The expression levels of individual genes are themselves controlled by other genes, acting in cis or trans [8, 30]. Thus, heterosis for an ultimate phenotype, in this case, biomass yield, must be controlled by multiple genes exhibiting some level of dominance, with some residing in each parental genome [2]. The genes themselves may also be controlled by a number of other genes, and this control can result in expression levels ranging from additivity to some level of non-additivity. Genes controlling transcript levels have been inferred from experiments mapping eQTL, that is, quantitative trait loci that control the expression of a transcript [5, 30, 31]. Interestingly, no eQTL could be mapped for some genes with highly heritable transcript levels in yeast, suggesting that many loci of small effect and/or epistasis among loci controls their expression [31].
We know that biomass yield, like many other agronomically important traits, is quantitatively inherited, suggesting that it is controlled by many loci (and possibly by multiple interactions among them), and infer that directional dominance plays a role in its control, at least in the certain hybrids that express heterosis.

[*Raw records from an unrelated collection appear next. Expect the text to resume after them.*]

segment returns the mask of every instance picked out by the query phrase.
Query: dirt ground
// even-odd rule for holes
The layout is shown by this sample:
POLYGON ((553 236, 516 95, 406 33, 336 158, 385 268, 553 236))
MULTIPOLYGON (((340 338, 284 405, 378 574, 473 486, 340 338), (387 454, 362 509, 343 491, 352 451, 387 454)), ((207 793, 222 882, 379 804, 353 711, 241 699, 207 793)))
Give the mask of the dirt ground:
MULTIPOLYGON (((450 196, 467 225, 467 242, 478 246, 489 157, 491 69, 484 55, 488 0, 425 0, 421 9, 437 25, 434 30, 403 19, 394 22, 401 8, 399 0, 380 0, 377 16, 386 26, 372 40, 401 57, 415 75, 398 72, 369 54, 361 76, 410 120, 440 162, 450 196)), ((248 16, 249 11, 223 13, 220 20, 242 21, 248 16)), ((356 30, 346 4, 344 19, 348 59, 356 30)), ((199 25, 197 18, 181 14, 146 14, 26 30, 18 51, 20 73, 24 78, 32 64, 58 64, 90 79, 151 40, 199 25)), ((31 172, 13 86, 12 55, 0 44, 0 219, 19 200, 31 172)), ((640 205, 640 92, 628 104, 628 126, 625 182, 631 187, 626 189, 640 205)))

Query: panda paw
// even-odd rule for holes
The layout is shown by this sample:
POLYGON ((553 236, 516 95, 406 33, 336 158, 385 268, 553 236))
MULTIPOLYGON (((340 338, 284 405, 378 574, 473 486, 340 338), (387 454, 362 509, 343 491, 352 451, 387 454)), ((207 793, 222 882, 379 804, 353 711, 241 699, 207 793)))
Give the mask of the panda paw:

As a means of understanding the nature of the genetic mechanisms underlying biomass yield and yield heterosis, we identified a suite of genes whose expression in hybrids is phenotypically nonadditive, in some cases falling outside of the parental range, and a subset of which only show that expression pattern in heterotic hybrids. But expression of each individual gene is itself the result of a number of gene interactions, and hence, the regulation of expression of any single gene may also have a complex genetic basis. This complexity shows that the genetic control of quantitative traits is difficult to untangle because many levels of interactions, from genes to gene expression profiles to proteins and metabolites, occur to produce the ultimate phenotype.